Watchdog feature guide

The Crowd Supply campaign is going very well! Already over 200% funded and still 21 days to go, yay! :)

As part of the campaign I'm supposed to post useful or interesting weekly updates. This week I decided to explain a feature that may cause some confusion: the application watchdog. Since it's not related to the campaign per se, but explains a feature, I decided to reproduce it here as well. Enjoy!

If you are an applications developer for embedded systems, sending your solutions to remote locations where they can’t be reached for reset or service, this update is for you.

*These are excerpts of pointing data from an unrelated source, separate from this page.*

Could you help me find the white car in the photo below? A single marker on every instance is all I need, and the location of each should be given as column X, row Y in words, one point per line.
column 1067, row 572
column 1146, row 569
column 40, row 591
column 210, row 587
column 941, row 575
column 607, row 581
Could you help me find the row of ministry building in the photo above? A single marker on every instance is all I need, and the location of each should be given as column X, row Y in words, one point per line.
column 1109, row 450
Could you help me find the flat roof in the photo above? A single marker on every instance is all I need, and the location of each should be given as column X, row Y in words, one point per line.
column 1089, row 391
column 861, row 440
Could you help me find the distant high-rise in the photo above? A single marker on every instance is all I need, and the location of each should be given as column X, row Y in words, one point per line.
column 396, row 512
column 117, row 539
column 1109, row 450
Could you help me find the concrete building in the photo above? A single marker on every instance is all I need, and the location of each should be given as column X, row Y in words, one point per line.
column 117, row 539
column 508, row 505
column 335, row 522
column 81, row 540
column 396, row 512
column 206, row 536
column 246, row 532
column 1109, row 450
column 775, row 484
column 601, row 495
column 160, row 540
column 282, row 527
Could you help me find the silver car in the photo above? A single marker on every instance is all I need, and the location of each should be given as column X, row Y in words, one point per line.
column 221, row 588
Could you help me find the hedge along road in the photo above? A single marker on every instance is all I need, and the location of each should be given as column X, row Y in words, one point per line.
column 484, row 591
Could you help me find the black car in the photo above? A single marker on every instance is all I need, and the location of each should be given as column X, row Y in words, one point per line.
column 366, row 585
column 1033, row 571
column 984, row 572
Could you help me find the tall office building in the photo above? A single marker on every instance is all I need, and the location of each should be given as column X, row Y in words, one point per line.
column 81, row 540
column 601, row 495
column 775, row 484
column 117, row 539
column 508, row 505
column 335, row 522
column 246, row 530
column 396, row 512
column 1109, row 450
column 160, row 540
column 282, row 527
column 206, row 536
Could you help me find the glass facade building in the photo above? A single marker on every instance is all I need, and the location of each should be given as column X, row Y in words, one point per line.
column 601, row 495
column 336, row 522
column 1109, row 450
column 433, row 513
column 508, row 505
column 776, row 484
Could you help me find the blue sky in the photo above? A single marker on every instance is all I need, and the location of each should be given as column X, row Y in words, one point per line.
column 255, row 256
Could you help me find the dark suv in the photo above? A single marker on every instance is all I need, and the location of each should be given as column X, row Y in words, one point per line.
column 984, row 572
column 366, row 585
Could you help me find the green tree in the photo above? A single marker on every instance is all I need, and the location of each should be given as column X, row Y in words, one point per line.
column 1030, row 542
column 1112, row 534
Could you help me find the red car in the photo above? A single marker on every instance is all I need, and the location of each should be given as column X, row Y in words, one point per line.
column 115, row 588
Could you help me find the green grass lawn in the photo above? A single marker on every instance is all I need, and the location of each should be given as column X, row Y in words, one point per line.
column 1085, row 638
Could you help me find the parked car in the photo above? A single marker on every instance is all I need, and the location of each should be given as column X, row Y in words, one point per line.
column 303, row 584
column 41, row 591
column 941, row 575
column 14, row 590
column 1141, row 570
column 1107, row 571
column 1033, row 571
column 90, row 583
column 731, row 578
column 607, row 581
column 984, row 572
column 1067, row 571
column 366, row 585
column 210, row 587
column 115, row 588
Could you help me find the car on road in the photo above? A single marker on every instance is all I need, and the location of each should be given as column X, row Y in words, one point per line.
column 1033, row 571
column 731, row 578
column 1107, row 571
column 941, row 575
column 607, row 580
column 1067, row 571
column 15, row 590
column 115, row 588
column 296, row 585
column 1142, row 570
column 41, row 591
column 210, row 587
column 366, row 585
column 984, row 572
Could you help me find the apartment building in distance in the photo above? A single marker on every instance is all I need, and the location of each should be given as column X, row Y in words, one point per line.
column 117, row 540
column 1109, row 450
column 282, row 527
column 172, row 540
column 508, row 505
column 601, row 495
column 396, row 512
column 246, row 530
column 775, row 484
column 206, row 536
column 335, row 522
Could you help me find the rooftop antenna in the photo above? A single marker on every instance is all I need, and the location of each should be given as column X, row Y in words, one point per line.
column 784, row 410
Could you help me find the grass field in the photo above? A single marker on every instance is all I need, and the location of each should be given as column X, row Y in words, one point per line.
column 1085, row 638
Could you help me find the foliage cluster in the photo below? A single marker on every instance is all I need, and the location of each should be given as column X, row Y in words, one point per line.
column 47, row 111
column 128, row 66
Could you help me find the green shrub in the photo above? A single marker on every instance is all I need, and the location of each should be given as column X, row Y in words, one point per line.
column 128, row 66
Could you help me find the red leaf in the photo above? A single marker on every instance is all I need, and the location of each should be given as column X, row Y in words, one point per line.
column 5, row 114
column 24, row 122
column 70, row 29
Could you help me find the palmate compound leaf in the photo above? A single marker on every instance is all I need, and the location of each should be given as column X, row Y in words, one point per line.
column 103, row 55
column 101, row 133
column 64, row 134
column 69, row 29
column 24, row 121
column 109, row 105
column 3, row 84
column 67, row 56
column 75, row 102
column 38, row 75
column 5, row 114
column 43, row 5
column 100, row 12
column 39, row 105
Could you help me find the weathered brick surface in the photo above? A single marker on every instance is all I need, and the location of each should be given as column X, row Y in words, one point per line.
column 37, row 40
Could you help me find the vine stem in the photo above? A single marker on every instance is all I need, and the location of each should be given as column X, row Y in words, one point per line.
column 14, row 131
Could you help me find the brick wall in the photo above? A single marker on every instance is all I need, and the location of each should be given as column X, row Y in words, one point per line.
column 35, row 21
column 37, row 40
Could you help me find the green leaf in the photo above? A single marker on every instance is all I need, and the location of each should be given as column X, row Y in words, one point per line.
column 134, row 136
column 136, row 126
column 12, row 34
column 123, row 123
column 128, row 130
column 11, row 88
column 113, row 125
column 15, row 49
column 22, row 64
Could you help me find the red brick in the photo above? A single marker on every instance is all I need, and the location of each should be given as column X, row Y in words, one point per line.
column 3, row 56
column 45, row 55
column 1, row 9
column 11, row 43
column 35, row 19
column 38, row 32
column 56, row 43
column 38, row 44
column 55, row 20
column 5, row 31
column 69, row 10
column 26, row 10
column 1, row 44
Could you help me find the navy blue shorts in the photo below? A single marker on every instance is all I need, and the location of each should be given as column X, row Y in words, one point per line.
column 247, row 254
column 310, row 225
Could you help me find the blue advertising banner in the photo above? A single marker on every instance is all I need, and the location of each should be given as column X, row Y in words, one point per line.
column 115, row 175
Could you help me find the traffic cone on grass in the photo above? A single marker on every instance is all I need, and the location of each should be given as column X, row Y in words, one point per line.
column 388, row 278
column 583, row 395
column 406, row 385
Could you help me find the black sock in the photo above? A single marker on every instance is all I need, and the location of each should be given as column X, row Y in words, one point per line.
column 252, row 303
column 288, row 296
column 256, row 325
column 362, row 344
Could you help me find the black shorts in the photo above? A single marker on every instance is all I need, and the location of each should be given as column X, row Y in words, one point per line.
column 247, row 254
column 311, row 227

The LiFePO4wered/Pi+ has many helpful features for different use cases. Some people like to use the on/off button to boot and shut down their Pi, while others turn on auto-boot and/or auto-shutdown to get on/off behavior based on external power for their application. The wake-up timer feature is really cool and helpful in low power, low duty cycle applications, and it’s pretty easy to understand what it does and how to use it.

One feature that people have more trouble with is the application watchdog. Unless you come from an electronics or embedded systems background, you may not be familiar with what a watchdog is or does. So in this update, I’ll explain what it is, why you want it, and how you can use the one provided by the LiFePO4wered/Pi+ to make your Raspberry Pi-based project more reliable.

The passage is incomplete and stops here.